Moral consistency seems to be quickly eclipsed by politics. The president, who at first said the American public deserved to hear more answers from him, now says he may never tell the American people any more of the story behind his alleged multiple acts of sexual misconduct. Conservatives who have never had much to say about women’s rights or sexual harassment are now ardent defenders of the growing number of women who have made accusations against Bill Clinton. And liberals who once defended Anita Hill against her attackers are now taking part in character assassinations against the women who have spoken about their sexual experiences with the president. A famous feminist, who once led the way in trying to protect women from the sexual advances of powerful men in the workplace, now writes in The New York Times that as long as Clinton had the consent of a willing intern his daughter’s age, or "took no for an answer" from an unwilling volunteer seeking his help in a time of trouble, his behavior can be forgiven. After all, this article admits, feminists need his support for their political agenda on abortion. All of this is greatly troubling.

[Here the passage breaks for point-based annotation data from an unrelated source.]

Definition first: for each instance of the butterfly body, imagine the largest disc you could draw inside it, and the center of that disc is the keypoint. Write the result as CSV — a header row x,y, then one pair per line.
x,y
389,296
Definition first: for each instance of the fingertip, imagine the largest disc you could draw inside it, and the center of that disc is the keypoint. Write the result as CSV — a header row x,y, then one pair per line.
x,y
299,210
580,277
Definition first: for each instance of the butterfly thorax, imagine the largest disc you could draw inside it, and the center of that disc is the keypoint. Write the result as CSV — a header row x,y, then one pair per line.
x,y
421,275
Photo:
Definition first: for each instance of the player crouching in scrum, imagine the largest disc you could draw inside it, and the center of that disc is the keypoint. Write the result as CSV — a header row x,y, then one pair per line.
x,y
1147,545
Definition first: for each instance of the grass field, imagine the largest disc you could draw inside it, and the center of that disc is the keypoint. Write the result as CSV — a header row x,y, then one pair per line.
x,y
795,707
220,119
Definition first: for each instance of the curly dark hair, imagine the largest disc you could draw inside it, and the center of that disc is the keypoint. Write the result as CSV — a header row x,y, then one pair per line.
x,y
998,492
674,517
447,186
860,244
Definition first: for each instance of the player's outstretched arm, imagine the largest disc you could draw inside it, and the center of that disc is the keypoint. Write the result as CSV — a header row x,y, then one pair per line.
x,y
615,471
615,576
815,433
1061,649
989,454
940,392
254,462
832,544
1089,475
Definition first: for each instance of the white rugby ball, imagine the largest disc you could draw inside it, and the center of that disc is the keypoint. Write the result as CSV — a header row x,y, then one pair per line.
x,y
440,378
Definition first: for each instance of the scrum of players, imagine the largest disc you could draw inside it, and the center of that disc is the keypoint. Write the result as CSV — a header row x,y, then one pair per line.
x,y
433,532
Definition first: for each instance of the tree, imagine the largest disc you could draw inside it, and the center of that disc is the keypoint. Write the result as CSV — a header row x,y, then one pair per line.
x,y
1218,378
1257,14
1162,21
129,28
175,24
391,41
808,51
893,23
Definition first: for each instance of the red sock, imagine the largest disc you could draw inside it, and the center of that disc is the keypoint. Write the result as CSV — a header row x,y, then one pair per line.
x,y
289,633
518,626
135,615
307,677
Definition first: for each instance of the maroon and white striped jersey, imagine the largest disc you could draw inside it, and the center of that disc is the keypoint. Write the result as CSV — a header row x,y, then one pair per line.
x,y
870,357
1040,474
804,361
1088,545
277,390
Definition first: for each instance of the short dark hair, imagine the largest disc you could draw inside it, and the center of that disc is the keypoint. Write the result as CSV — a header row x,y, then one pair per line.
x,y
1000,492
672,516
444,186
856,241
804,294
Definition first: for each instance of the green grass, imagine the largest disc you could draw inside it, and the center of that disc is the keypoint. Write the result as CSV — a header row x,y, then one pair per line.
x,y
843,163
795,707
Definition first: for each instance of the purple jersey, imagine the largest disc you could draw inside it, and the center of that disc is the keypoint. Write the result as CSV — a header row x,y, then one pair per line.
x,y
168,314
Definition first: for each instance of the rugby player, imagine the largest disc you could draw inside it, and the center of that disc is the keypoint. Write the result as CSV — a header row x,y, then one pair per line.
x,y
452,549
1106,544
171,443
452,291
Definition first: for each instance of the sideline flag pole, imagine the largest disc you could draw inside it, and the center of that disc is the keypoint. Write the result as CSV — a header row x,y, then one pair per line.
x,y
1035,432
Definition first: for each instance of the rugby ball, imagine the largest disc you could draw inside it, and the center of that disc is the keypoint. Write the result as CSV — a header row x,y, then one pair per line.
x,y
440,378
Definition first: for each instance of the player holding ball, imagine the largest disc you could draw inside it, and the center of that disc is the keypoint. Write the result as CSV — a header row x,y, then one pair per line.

Also troubling are the college students who say that Clinton’s problems with his sexual behavior and telling the truth about it make him easier for them to identify with as their president. On one of the Sunday morning news programs, a guest told the story of a friend’s 6-year-old daughter who lied at the dinner table about whether she had cleaned her room, in order to get dessert. Once exposed, she justified her behavior by saying that even the president lies.

We’re all trying to figure out what Clinton’s high approval ratings really mean. Are people just angry (justifiably) at the media’s irresponsible frenzy over this story and Ken Starr’s partisan witch-hunt; or is it that the majority no longer cares about a leader’s personal ethics—especially as long as they’re driving a new sports utility vehicle? Do enough people see in Bill Clinton’s transgressions a mirror of their own and, therefore, feel willing to forgive him? Or worse, is the public shrug over Monica Lewinsky and Kathleen Willey an indication that sexual integrity is less and less important to more and more Americans? If so, that is not only troubling but dangerous to the fabric of our society.

Why have churches and church leaders been so quiet in this crisis of morality? Except for the predictable diatribes from the likes of Jerry Falwell, religious leaders have been curiously silent. Could it be that this too falls out along political lines? Are those church leaders most sympathetic to Clinton’s agenda unlikely to offer much comment on the many ethical issues involved here? Are only those opposed to the president’s political agenda ready to speak challenging words to the White House? What are our primary colors? Will we too suffer the contradictions of political correctness and moral double standards?

After the movie, I overheard people talking about it outside on the sidewalk. One young man was speaking to a group of friends who had just seen the movie. "Is it because we’ve all sold out," he asked, "that we can tolerate his moral sellout? You know, like we’re kinda saying, ‘Sure, he’s a sellout, but he’s our sellout’? I don’t know. It all just makes me feel bad. Really bad." That about says it. This whole thing makes me feel bad, too, really bad.